No more disk space: How can I find what is taking up the space?
As always in Linux, there's more than one way to get the job done. However, if you need to do it from CLI, this is my preferred method:
I start by running this as root or with sudo:
du -cha --max-depth=1 / | grep -E "M|G"
The grep is to limit the returning lines to those which return with values in the Megabyte or Gigabyte range. If your disks are big enough, you could add |T
as well to include Terabyte amounts. You may get some errors on /proc
, /sys
, and/or /dev
since they are not real files on disk. However, it should still provide valid output for the rest of the directories in root. After you find the biggest ones you can then run the command inside of that directory in order to narrow your way down the culprit. So for example, if /var
was the biggest you could do it like this next:
du -cha --max-depth=1 /var | grep -E "M|G"

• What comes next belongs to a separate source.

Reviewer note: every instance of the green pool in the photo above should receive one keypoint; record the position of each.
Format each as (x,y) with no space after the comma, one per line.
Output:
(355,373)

That should lead you to the problem children!
Additional Considerations
While the above command will certainly do the trick, I had some constructive criticism in the comments below that pointed out some things you could also include.
- The
grep
I provided could result in the occasional "K" value being returned if the name of the directory or file has a capital G or M. If you absolutely don't want any of the K valued directories showing up you'd want to up your regex game to be more creative and complex. e.g.grep -E "^[0-9\.]*[MG]"
-
If you know which drive is the issue and it has other mounted drives on top of it that you don't want to waste time including in your search, you could add the
-x
flag to yourdu
command. Man page description of that flag:-x, --one-file-system skip directories on different file systems
You can sort the output of the
du
command so that the highest value is at the bottom. Just append this to the end of the command:| sort -h
You can use ncdu
for this. It works very well.
sudo apt install ncdu
I use this command:
sudo du -aBM -d 1 . | sort -nr | head -20
Occasionally, I need to run it from the /
directory, as I've placed something in an odd location.
In case you are also interested in not using a command, here's an app: Filelight
It lets you quickly visualize what's using disk space in any folder.